On peut s’épuiser en invectives contre l’empereur Julien ; on n’empêchera pas que cet empereur n’ait eu des mœurs très pures : on doit le plaindre de n’avoir pas été chrétien, mais il ne faut pas le calomnier. Voyez ce que Julien écrit aux Alexandrins sur le meurtre de l’évêque George, ce grand persécuteur des athanasiens… « Au lieu de me réserver la connaissance de vos injures, vous vous êtes livrés à la colère, et vous n’avez pas eu honte de commettre les mêmes excès qui vous rendaient vos adversaires si odieux. » Julien les reprend en empereur et en père. Qu’on lise toutes ses lettres, et qu’on voie s’il y a jamais eu un homme plus sage et plus modéré. Quoi donc ! parce qu’il a eu le malheur de n’être pas chrétien, n’aura-t-il aucune vertu ? Cicéron, Virgile, les Caton, les Antonin, Pythagore, Zaleucus Socrate, Platon, Epictète, Lycurgue, Solon, Aristide, les plus sages des hommes, auront-ils été des monstres, parce qu’ils auront eu le malheur de n’être pas de notre religion ?
VIe SOTTISE DE NONOTTE.
Sur la légion Thébaine.
L’auteur du libelle fait des efforts assez plaisants, page 28, pour accréditer la fable de la légion Thébaine, toute composée de chrétiens, toute entière environnée dans une gorge de montagnes où l’on ne peut pas mettre deux cents hommes en bataille, au pied du grand Saint-Bernard, où cent hommes bien retranchés arrêteraient une armée. Voici les preuves que notre critique judicieux donne de l’authenticité de cette aventure ; il les a copiées du Pédagogue chrétien.
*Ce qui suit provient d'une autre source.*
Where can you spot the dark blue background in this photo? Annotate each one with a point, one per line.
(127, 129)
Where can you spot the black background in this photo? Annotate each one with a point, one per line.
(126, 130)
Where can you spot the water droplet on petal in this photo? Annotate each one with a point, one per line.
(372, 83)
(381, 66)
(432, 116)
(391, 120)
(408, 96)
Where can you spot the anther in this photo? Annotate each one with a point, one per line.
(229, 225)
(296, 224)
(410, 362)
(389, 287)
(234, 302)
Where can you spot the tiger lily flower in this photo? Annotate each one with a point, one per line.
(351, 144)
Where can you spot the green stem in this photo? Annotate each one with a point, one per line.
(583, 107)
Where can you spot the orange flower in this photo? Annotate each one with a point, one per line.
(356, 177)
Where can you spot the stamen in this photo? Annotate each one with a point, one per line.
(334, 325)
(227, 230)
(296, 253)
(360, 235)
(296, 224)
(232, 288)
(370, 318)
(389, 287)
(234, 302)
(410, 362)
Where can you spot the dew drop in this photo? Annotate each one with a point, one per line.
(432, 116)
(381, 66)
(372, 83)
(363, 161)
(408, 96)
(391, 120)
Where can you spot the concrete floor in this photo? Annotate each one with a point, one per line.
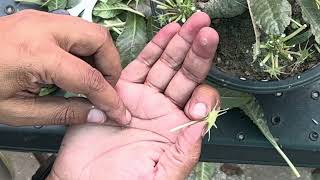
(24, 165)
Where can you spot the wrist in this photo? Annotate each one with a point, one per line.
(52, 176)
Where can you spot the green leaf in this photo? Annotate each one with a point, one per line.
(47, 90)
(255, 112)
(133, 38)
(152, 27)
(73, 3)
(115, 24)
(301, 38)
(204, 171)
(311, 14)
(231, 98)
(223, 8)
(106, 10)
(38, 2)
(272, 16)
(252, 108)
(55, 4)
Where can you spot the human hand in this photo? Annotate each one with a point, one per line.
(39, 48)
(161, 89)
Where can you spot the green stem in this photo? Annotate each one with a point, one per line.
(294, 33)
(294, 21)
(256, 50)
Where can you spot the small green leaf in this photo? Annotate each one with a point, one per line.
(311, 14)
(272, 16)
(55, 4)
(255, 112)
(204, 171)
(133, 38)
(47, 90)
(38, 2)
(299, 38)
(73, 3)
(106, 10)
(231, 98)
(114, 24)
(223, 8)
(152, 27)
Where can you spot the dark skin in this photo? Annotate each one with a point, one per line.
(40, 48)
(158, 91)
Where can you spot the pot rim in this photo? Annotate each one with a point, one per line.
(264, 87)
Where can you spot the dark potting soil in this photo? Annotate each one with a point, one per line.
(234, 54)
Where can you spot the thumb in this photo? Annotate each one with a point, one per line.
(181, 157)
(48, 110)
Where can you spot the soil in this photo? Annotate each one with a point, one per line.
(234, 54)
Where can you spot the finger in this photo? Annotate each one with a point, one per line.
(73, 75)
(204, 98)
(174, 54)
(48, 110)
(83, 38)
(195, 67)
(179, 160)
(137, 70)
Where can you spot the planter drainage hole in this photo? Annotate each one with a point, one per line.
(275, 120)
(315, 95)
(241, 136)
(243, 78)
(313, 136)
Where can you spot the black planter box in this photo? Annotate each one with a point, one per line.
(293, 117)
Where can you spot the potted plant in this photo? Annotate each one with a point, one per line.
(266, 46)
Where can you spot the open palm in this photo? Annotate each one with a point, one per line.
(161, 90)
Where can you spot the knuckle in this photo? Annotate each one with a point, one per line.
(65, 115)
(94, 80)
(102, 33)
(191, 75)
(170, 61)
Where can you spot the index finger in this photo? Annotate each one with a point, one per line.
(74, 75)
(83, 38)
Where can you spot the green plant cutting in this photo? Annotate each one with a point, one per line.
(284, 42)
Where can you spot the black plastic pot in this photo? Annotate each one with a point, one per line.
(264, 87)
(254, 86)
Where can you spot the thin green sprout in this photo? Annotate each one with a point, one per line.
(210, 120)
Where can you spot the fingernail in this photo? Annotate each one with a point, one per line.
(199, 111)
(195, 131)
(128, 118)
(96, 116)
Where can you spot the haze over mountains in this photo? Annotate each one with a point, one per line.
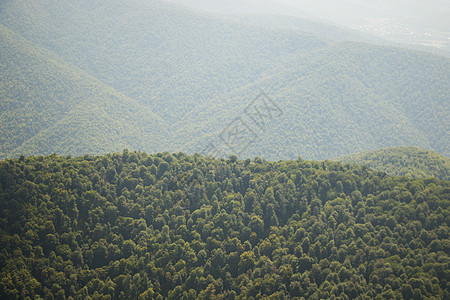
(89, 77)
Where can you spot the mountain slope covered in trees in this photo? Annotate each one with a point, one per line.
(50, 106)
(132, 225)
(195, 73)
(181, 76)
(404, 161)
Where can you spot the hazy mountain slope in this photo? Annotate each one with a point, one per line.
(351, 97)
(198, 71)
(50, 106)
(404, 161)
(160, 54)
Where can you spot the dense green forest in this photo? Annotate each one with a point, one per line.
(404, 161)
(92, 77)
(173, 226)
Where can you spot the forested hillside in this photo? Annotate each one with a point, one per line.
(181, 76)
(50, 106)
(404, 161)
(131, 225)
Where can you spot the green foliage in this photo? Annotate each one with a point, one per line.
(404, 161)
(136, 226)
(89, 77)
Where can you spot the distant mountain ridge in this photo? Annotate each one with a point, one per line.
(404, 161)
(173, 79)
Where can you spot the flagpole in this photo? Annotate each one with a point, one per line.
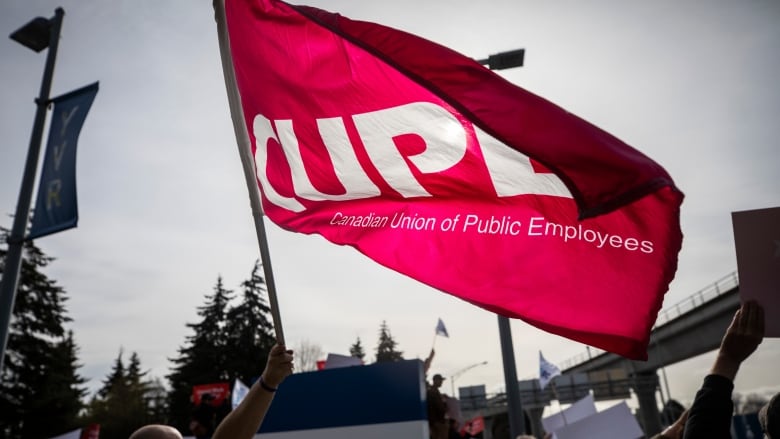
(558, 398)
(247, 161)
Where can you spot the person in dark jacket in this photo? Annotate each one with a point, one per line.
(710, 414)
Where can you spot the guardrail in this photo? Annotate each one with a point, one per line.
(720, 286)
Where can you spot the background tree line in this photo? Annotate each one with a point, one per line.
(42, 395)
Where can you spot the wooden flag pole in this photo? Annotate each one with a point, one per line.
(247, 161)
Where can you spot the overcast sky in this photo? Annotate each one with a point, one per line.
(164, 208)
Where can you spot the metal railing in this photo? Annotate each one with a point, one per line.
(710, 292)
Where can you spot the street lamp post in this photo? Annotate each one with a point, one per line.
(500, 61)
(461, 372)
(36, 35)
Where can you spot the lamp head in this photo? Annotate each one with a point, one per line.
(34, 35)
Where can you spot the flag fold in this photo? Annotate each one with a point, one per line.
(436, 167)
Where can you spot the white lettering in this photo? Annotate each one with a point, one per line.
(512, 173)
(444, 136)
(263, 133)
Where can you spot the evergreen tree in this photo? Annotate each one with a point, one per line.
(386, 347)
(39, 380)
(203, 359)
(249, 331)
(356, 350)
(122, 404)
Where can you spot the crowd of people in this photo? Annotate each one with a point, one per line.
(708, 417)
(710, 414)
(244, 421)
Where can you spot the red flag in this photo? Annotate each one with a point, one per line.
(473, 426)
(436, 167)
(212, 394)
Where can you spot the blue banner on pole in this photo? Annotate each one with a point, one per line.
(56, 208)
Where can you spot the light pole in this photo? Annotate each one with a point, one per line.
(461, 372)
(36, 35)
(500, 61)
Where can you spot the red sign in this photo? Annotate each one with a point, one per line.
(213, 394)
(473, 427)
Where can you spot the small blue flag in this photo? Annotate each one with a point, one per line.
(56, 208)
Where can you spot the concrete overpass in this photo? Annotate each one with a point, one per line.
(687, 329)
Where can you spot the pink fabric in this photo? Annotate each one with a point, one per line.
(348, 121)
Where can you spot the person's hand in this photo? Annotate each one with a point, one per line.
(676, 430)
(279, 365)
(741, 339)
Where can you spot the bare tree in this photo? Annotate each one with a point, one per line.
(306, 355)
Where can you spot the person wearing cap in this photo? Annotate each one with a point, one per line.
(710, 414)
(437, 409)
(769, 418)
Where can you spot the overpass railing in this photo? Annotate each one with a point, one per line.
(720, 286)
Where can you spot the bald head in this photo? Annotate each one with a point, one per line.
(156, 432)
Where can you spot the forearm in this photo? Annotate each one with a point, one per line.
(725, 367)
(710, 414)
(245, 420)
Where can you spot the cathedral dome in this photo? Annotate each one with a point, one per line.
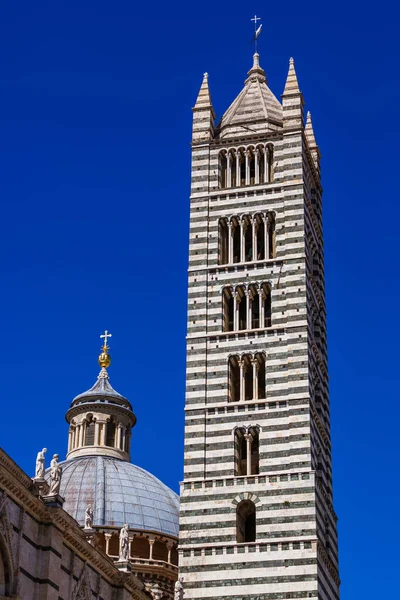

« Eucher, dit-il, qui rapporte cette histoire deux cents ans après l’événement, était riche, donc il disait vrai. Eucher l’avait entendu raconter à Isac, évêque de Genève, qui sans doute était riche aussi. Isac disait tenir le tout d’un évêque nommé Théodore, qui vivait cent ans après ce massacre. » Voilà en vérité des preuves mathématiques. Je prie le libelliste de venir faire un tour au grand Saint-Bernard ; il verra de ses yeux s’il est aisé d’y entourer et d’y massacrer une légion toute entière. Ajoutons qu’il est dit que cette légion venait d’Orient, et que le mont Saint-Bernard n’est pas assurément le chemin en droiture. Ajoutons encore qu’il est dit que c’était pour la guerre contre les Bagaudes, et que cette guerre alors était finie. Ajoutons surtout que cette fable tant chantée par tous les légendaires fut écrite par Grégoire de Tours, qui l’attribua à Eucher, mort en 454 ; et remarquons que dans cette légende, supposée écrite en 454, il est beaucoup parlé de la mort d’un Sigismond, roi de Bourgogne, tué en 523.
Il est de quelque utilité d’apprendre aux ignorants imposteurs de nos jours que leur temps est passé, et qu’on ne croit plus ces misérables sur leur parole.
On proposa à Nonotte de marier les six mille soldats de la légion Thébaine avec les onze mille vierges ; mais ce pauvre ex-jésuite n’avait pas les pouvoirs (1).
1 – Cela est de 1769. Voyez les Honnêtetés littéraires. (G.A.)